What happens when a formula expressed using names is cut or copied to a new location is not the same as what happens when a formula expressed in coordinate notation is so moved.  The latter is widely understood; the former much less so, and is a source of error in the hands of recipients of a spreadsheet untrained in the behavior of Excel names.

This last point is particularly an issue when a formula that uses a name is cut or copied from one workbook to another.  Excel will make new names in the destination workbook in a process over which the user has no control and may not be aware of.

Two spreadsheets can have identical formulas but act differently because the names are differently defined.  This kind of inconsistency can be hard to detect.

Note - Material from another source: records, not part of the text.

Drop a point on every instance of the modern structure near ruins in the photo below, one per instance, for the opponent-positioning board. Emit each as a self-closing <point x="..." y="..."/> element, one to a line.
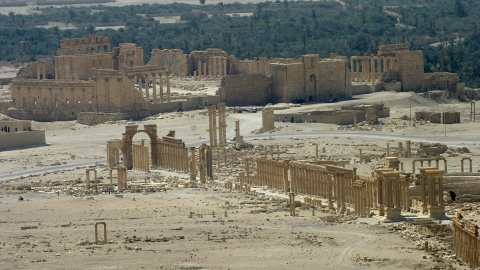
<point x="92" y="83"/>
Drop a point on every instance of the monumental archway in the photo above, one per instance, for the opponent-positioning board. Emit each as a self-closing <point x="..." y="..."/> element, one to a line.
<point x="130" y="131"/>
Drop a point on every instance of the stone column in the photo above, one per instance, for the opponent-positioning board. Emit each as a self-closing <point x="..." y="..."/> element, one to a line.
<point x="154" y="86"/>
<point x="238" y="137"/>
<point x="168" y="87"/>
<point x="408" y="153"/>
<point x="214" y="64"/>
<point x="38" y="71"/>
<point x="147" y="90"/>
<point x="212" y="126"/>
<point x="225" y="66"/>
<point x="161" y="88"/>
<point x="329" y="187"/>
<point x="139" y="82"/>
<point x="372" y="69"/>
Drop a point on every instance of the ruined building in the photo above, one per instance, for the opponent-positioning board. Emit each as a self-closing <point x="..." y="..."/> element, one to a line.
<point x="92" y="83"/>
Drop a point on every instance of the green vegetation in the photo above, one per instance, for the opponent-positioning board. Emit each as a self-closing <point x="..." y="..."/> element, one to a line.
<point x="276" y="29"/>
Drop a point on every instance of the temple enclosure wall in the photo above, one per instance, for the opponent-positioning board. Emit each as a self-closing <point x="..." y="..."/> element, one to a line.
<point x="246" y="89"/>
<point x="15" y="134"/>
<point x="341" y="117"/>
<point x="173" y="60"/>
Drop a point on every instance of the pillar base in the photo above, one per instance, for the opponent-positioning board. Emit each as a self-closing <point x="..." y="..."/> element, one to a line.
<point x="391" y="215"/>
<point x="381" y="210"/>
<point x="437" y="212"/>
<point x="342" y="210"/>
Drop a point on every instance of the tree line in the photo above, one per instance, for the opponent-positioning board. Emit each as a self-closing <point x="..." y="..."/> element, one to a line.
<point x="286" y="29"/>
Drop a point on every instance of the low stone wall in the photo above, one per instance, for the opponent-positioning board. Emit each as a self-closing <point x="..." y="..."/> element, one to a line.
<point x="20" y="139"/>
<point x="341" y="117"/>
<point x="246" y="89"/>
<point x="41" y="115"/>
<point x="4" y="106"/>
<point x="94" y="118"/>
<point x="359" y="89"/>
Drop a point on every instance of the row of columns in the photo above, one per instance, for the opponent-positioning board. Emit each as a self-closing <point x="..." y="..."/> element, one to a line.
<point x="205" y="163"/>
<point x="85" y="49"/>
<point x="466" y="241"/>
<point x="173" y="156"/>
<point x="431" y="188"/>
<point x="87" y="182"/>
<point x="222" y="125"/>
<point x="272" y="173"/>
<point x="152" y="77"/>
<point x="370" y="68"/>
<point x="41" y="70"/>
<point x="429" y="160"/>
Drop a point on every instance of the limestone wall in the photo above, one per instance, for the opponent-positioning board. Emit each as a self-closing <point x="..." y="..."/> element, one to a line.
<point x="79" y="67"/>
<point x="441" y="80"/>
<point x="359" y="89"/>
<point x="15" y="126"/>
<point x="95" y="118"/>
<point x="4" y="105"/>
<point x="249" y="89"/>
<point x="410" y="70"/>
<point x="173" y="60"/>
<point x="52" y="94"/>
<point x="20" y="139"/>
<point x="343" y="117"/>
<point x="30" y="70"/>
<point x="382" y="111"/>
<point x="288" y="82"/>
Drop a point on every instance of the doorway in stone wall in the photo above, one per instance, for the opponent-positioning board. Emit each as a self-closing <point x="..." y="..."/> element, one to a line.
<point x="312" y="88"/>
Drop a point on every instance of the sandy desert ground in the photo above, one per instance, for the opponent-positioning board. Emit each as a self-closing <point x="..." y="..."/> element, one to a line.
<point x="149" y="230"/>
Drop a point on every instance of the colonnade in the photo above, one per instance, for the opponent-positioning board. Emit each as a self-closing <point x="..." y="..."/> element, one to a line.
<point x="113" y="152"/>
<point x="392" y="193"/>
<point x="466" y="241"/>
<point x="173" y="154"/>
<point x="270" y="149"/>
<point x="431" y="188"/>
<point x="222" y="125"/>
<point x="205" y="163"/>
<point x="370" y="68"/>
<point x="147" y="77"/>
<point x="429" y="160"/>
<point x="87" y="182"/>
<point x="41" y="70"/>
<point x="272" y="173"/>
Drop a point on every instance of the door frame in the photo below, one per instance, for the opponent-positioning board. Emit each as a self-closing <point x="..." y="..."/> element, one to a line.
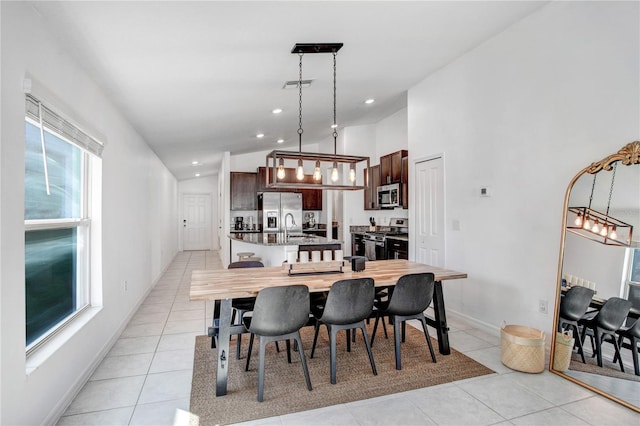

Using names reduces the opportunity to transfer a model from Excel into other spreadsheet packages.  Not all of them can make sense of names, though increasingly many can.

Independent research

The one bit of published research on the use of names was presented to the Eusprig conference in Paris in 2009. Ruth McKeever, Kevin McDaid & Brian Bishop of Dundalk Institute of Technology presented Analysis of the Impact of Named Ranges on the Debugging Performance of Novice Users. It found that a group of novice spreadsheet users found a lower proportion of the errors deliberately seeded into a spreadsheet that made use of names than did a similar group presented with errors and spreadsheets that were identical except that they used coordinate references throughout and no names.

Areas that would be interesting for future research are

whether the same detection rates would apply in groups that had been made fluent in the use of names before the exercise started

the rate of faults over the whole life cycle of a spreadsheets, ie during the development process as well as a review stage, rather than a review stage alone.